Ou plutôt, chacun cherche à se démarquer, tant les maisons sont collées les unes aux autres, les entrées si proches que l'on doit se bousculer quand on sort ou rentre en même temps que ses voisins.






Jusqu'au tuyau de descente qui passe du bleu au marron par le beige.


Une ancienne boutique


Avec le temps, la peinture s'écaille, reprend en volume ce qu'elle perd en surface. Je connais des peintres qui se donnent beaucoup de mal pour recréer cet effet de correspondances improbables.




De ce désordre naissent des harmonies inattendues...


...inattendues ou volontaires. Un volet doit être ouvert ou fermé. Pourquoi pas bleu quand il est ouvert et vert quand il est clos ?




Parfois l'harmonie tient à peu de chose : un paquet de couleur verte, oublié sur une fenêtre, une couverture mauve, un rideau assorti et des volets au bleu passé : c'est un tableau éphémère qui va bientôt disparaître, avec le lit refait et le paquet rangé. Une installation, dites-vous ?


Au détour d'une ruelle, un subtil renvoi du bleu au rouge en passant par le carmin.


Harmonie horizontale, mais aussi verticale.


Pourquoi ne pas imaginer que, sans y penser, les habitants accordent finement les tons de leurs vêtements suspendus au hasard d'une feuille se découpant sur un volet fermé ?



Sans doute, les couleurs peuvent avoir, même à Manosque, une signification utilitaire. En sont-elles moins belles ?


Ce propriétaire semble avoir soigné son créneau pour transformer sa façade en un Mondrian géant.
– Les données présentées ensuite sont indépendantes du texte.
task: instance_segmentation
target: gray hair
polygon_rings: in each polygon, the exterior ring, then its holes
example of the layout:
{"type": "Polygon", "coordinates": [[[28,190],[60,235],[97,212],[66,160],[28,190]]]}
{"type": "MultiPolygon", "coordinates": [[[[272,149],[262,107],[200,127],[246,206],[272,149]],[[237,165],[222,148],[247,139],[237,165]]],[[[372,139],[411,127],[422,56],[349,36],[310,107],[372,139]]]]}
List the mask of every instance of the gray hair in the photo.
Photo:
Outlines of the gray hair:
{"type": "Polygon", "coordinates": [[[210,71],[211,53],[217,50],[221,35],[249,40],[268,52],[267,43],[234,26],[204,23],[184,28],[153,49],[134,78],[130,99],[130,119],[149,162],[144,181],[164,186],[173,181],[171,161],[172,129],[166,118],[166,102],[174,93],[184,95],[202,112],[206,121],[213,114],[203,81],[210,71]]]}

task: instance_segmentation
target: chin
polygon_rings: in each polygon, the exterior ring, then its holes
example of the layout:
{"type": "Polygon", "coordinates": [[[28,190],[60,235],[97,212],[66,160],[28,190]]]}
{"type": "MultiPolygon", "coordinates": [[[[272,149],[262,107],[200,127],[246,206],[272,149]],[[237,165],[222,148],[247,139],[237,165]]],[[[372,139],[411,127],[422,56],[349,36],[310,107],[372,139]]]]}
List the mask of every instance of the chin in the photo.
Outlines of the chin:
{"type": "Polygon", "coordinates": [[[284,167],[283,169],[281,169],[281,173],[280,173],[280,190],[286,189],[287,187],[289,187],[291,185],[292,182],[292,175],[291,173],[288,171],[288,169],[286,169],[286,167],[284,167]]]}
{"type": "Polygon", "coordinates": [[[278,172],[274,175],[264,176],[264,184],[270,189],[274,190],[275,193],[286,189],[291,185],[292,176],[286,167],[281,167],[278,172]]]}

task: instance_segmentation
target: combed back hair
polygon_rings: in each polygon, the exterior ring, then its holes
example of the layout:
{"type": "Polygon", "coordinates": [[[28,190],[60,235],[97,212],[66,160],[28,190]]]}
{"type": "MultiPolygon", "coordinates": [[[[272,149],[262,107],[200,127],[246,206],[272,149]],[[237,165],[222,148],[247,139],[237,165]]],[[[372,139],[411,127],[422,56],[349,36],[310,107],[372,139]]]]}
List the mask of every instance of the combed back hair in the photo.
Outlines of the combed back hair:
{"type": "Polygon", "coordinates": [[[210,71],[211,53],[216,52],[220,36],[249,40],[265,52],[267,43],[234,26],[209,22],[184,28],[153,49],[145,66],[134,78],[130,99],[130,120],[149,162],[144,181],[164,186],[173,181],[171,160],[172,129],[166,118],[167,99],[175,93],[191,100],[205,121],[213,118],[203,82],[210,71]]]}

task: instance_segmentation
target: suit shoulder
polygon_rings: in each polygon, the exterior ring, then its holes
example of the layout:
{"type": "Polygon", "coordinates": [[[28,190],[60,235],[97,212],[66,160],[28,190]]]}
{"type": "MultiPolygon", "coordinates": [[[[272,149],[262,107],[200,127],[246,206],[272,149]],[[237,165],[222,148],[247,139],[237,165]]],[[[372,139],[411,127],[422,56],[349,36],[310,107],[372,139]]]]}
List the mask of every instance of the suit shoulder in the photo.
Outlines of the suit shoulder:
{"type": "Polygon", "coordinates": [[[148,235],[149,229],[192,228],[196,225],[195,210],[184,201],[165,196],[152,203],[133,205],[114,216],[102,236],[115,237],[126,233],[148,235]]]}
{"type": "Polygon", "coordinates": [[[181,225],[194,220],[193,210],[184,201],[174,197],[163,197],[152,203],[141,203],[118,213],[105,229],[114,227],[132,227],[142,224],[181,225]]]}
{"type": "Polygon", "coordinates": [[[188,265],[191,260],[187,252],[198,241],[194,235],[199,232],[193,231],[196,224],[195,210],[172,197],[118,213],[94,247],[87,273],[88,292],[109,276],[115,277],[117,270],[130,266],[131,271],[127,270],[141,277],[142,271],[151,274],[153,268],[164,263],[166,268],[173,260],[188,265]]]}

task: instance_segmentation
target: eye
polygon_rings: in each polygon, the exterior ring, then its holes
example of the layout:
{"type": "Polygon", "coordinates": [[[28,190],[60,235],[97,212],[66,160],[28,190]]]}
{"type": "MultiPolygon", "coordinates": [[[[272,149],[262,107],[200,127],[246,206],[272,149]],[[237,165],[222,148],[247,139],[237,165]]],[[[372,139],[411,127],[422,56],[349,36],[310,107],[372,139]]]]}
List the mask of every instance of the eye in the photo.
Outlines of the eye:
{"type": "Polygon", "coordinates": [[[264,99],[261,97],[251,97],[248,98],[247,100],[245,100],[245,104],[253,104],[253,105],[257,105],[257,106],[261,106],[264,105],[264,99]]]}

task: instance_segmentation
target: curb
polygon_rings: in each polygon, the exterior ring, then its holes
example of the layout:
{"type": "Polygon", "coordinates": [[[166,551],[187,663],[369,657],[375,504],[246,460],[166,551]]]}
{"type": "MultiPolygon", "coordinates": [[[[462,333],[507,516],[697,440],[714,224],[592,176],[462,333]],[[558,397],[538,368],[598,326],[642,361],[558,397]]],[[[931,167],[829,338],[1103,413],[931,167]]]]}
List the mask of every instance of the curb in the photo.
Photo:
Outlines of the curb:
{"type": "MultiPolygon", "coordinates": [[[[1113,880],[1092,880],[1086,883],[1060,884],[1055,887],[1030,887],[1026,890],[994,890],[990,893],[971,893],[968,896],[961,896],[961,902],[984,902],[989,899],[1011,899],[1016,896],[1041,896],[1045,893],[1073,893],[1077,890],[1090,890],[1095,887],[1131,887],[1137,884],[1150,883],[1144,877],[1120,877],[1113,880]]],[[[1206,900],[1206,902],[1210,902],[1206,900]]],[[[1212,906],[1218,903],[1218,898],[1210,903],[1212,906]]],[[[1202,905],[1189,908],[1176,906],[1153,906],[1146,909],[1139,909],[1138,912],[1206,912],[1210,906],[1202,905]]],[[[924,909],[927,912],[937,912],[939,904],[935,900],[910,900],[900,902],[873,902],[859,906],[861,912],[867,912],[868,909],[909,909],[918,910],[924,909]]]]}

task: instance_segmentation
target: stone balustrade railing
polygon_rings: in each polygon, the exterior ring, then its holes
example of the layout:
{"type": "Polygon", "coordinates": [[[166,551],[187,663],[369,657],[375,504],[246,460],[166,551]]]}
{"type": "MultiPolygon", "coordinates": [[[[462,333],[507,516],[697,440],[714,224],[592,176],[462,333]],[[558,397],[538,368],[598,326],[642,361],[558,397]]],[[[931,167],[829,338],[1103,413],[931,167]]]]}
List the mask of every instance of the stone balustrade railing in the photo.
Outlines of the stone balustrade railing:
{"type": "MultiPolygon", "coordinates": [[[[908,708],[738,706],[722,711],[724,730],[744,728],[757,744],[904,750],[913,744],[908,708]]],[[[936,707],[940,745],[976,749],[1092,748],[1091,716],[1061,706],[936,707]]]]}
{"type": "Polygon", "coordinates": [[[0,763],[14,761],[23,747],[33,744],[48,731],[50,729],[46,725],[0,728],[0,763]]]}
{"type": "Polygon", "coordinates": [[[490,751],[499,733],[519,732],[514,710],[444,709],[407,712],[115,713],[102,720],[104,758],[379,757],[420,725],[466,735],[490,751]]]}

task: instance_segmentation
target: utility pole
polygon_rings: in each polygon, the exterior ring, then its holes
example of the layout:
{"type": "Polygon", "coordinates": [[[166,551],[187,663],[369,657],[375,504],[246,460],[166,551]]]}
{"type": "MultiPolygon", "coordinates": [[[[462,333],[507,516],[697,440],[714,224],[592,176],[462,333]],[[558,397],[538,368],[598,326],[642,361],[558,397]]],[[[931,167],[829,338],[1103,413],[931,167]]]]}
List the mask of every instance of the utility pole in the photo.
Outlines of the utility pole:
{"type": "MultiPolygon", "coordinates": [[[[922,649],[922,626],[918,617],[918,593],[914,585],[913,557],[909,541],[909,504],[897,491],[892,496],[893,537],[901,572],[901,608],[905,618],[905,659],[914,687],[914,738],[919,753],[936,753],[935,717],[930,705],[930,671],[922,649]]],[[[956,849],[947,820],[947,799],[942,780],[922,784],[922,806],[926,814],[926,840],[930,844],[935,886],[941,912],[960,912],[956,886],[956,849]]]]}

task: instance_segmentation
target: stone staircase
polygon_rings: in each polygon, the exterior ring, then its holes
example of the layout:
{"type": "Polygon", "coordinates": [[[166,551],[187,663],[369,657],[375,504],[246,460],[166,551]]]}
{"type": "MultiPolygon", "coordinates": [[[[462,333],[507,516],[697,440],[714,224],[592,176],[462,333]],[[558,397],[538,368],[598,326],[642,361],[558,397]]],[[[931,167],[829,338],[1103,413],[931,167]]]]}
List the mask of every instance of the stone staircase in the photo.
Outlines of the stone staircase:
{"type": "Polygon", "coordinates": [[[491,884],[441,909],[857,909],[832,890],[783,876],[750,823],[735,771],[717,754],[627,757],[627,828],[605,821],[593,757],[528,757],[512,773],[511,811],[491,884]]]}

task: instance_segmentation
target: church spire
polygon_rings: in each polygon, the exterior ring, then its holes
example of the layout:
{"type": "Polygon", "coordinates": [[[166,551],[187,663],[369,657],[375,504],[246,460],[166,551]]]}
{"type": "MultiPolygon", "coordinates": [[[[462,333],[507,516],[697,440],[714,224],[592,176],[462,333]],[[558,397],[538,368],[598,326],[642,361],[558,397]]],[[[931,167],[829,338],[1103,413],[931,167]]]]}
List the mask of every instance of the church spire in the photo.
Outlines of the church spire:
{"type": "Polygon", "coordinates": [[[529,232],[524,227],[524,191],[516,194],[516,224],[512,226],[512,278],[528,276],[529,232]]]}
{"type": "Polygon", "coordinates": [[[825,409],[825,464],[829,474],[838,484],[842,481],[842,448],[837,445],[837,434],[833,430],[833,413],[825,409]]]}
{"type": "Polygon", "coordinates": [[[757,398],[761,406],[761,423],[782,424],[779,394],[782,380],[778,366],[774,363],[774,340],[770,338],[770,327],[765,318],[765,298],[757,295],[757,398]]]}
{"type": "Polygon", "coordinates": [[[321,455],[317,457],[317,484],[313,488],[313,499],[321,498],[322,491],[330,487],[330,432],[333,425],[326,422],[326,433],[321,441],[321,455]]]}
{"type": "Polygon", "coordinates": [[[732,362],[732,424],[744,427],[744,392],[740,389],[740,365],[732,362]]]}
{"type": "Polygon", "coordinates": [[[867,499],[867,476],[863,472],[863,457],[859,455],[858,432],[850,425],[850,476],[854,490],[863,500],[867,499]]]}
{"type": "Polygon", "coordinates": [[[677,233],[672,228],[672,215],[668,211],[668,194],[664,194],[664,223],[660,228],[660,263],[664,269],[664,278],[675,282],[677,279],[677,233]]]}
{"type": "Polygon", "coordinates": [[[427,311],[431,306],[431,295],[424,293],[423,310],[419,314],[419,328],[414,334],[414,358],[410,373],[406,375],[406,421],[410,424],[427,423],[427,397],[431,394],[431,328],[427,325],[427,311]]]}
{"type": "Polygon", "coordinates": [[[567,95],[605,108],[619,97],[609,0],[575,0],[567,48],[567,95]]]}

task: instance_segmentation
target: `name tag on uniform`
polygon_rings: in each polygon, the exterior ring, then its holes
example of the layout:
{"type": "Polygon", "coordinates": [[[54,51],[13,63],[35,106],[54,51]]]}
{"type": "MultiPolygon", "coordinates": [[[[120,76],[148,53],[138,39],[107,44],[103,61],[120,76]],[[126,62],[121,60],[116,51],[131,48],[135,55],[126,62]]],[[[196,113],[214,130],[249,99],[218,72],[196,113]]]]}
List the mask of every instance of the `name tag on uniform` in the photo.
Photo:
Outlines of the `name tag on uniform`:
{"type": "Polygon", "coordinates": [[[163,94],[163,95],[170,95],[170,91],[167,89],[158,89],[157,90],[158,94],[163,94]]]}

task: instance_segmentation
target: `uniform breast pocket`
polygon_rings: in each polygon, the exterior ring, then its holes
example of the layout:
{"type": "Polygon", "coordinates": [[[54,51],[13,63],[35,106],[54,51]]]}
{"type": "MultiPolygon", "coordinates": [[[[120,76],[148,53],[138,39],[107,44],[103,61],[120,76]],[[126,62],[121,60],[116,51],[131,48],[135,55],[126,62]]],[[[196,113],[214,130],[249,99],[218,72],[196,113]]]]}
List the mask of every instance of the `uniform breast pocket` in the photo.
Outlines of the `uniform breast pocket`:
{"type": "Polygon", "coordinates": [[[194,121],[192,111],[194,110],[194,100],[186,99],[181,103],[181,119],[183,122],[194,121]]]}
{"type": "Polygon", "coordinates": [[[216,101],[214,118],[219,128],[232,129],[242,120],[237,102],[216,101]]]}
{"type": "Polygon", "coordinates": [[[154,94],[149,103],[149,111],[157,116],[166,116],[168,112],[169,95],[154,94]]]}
Sa voiture est comme une moderne signature, agressive et bien visible, comme si elle était l'essentiel du tableau.


Les rares humains rencontrés dans ces ruelles désertées par les touristes participent de cette mise en scène  : du jaune, du rouge vif, du rouge brique, du marron, du vert et une jupette qui vole.


Dehors, mais aussi dans les lieux publics, comme, ici, à la Médiathèque, même complémentarité entre l'humain et le minéral.



Mais comme le montre les 2 photos qui précèdent, prises dans la nouvelle Médiathèque, la Ville réagit. J'ai beaucoup aimé ce bâtiment qui offre tous ses trésors sur 4 niveaux desservis par un magnifique escalier.




 Ici, c'est l'étage des p'tits loups.


Des habitants rénovent, repeignent murs et volets.




Des commerçants résistent, comme cet épicier, sympathique et jovial, dans l'étroite voie qui donne sur la porte Soubeyran.



On trouve un peu partout dans la ville ces courts poèmes tracés sur les vitrines. 
L'occasion d'un faux selfie.


En revanche les contre-pouvoirs traditionnels sont un peu fatigués. Le parti communiste arbore fièrement sur la façade de sa permanence deux plaques commémoratives de son installation par Jacques Duclos en 1973 et de ses 40 ans d'existence en 2013 par Mme Buffet. Il n'y a pus de place pour une 3ème plaque, pour un 2ème anniversaire.



Malgré ses 2,6% aux dernières législatives, il est moins moribond que le parti socialiste qui n'a pas que le poing de fermé.


Juste à côté de la permanence communiste, la Bourse du travail, plutôt décatie dans son immeuble rénové.


Tout le monde se presse sous le même toit. La CGT, au ras de la rue, est prête à l'envahir pour faire du boucan contre la réforme du droit du travail.


Mais il lui faudra tenir compte de "l'Antidote du Boucan" qui n'a pas l'intention de s'en laisser compter. Quand on prend pour emblème l'Homme de Vitruve, détourné en motard, on n'a peur de rien.

On ne voit rien, vous le savez, si on n'agrandit pas les photos en clicquant dessus.

Indifférente à ces combats de rue, la CFDT se contente de vomir sur la CGT un grand trait de rouille prolétarienne.


Mais foin de tout cela. Quittons ces miasmes nés de la promiscuité. Retrouvons la joie de vivre paisible des nombreuses petites places, où il fait bon ne rien faire.







Tout le monde n'a pas la chance de s'asseoir à côté dune belle dame de pierre. A Manosque, si !

Et si cela ne vous suffit pas, il suffit de franchir la porte et d'aller vous promener, bras dessus, bras dessous, sur les boulevards extérieurs, dans l'ombre complice des platanes.